No. Something bolder. How about Almah Perfume’s Way To Wakatobi? An extrait strength Indonesian patchouli, dark, sinewy with a touch of agarwood and myrrh and just a lick of alleged chocolate that is quite grounding and very dry, this might give me the gravitas I need. Darkness I can settle into if the fluorescent lighting is too bright. Nuzzle myself into a deep and woody place. Or will the patchouliness start to irritate me? Sometimes I need to be in the really right mood for that note or it can get too insistent. Mmm……. (I am definitely going to buy some patchouli essential oil, though today, a few bottles if possible – I need it to make my homemade incense; I always like to dip Japanese incense sticks – camphor and patchouli- dominated already, in the thick essential oil; coat them, dry them, burn them –  the smell is headspinningly dense and pitch black, a smell I really love). I really want some vetiver too, some grapefruit and lemon. Some bergamot. My god ………………………shopping. ) 

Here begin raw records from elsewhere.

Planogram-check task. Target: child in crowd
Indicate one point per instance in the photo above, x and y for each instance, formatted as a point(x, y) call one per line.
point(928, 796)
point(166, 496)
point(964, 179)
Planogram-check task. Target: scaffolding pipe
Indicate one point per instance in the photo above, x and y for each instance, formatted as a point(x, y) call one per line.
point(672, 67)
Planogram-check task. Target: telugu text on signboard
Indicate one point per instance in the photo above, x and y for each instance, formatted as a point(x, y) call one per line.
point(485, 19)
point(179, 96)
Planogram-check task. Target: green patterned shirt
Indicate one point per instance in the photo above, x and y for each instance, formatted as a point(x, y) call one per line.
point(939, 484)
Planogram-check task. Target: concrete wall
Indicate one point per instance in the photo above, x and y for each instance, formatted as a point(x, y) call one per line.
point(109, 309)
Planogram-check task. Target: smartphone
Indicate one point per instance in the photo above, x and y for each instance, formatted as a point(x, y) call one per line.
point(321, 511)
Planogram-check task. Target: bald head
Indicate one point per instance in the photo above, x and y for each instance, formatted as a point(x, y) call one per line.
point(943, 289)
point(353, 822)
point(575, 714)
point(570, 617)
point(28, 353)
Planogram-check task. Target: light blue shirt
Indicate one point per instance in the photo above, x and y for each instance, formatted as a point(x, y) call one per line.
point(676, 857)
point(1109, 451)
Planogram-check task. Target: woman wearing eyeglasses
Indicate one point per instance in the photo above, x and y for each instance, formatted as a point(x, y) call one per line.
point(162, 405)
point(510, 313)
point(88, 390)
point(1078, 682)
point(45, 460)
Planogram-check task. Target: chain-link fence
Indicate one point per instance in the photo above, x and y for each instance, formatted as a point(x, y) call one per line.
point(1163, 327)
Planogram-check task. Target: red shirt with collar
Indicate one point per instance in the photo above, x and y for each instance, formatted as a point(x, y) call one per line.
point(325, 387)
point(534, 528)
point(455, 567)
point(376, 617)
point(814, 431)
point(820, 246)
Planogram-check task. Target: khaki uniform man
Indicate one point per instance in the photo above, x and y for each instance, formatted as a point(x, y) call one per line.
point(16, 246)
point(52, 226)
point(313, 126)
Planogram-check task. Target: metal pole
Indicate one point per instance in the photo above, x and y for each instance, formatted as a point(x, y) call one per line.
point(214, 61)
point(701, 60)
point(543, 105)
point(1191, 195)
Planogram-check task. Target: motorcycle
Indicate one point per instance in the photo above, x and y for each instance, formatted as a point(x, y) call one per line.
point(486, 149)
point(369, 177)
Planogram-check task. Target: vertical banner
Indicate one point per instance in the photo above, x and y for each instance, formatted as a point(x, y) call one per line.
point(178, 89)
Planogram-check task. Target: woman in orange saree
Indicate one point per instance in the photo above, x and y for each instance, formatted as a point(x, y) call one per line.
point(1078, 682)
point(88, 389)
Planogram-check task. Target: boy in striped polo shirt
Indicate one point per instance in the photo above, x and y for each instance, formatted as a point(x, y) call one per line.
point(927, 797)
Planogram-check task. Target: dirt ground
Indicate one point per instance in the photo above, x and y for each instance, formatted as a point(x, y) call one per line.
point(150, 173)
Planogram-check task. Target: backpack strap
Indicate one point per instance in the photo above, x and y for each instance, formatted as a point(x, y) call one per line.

Rogue’s Chypre Siam is another possibility I have mulled over this morning- a nice, leaf-filtered warm green and yellow oakmossy ode to perfumes like my beloved Chanel Pour Monsieur  – but I know prefer the latter; definitely cardamom over kaffir lime. Still, this is relaxing, sheltering and centred and I will probably come back to it. Too comfortable for a police station though.





So how about a Japanese Japanese scent?




Di Ser is a Hokkaido based all natural perfumery that creates very aromatherapeutic, air and light-filled fragrances. I have only recently become aware of the brand: D – who I am meeting in a couple of hours – is wearing Di Ser’s Mizu today: he has a bottle in his work bag – a very light, refreshing yuzu, rosemary, lemon and tonka scent that is reminiscent of Terre D’Hermès but less nailed : a delicate and refined composition that gives you room to breathe.




As does Kazehikaru, a cheerfully serene and delightful aromatic lavender, with shiso, Japanese rose (hamanasu), neroli and vetiver that takes me back to the days when I used to get through huge bottles of Roger & Gallet’s Lavande Imperiale when I was living in London: I love lavenders when they are remixed a bit into something else (in the case of the latter, a delicious addition of nutmeg, which is a note I am naturally drawn to);  Kazehikaru (‘glowing wind’) is also so uplifting and tranquillising it almost reaches spiritual territory  – as does the range as a whole, which I am thinking of reviewing at a later date.







Do I really want to smell like a purified Shinto priest at a grubby, municipal police station, though?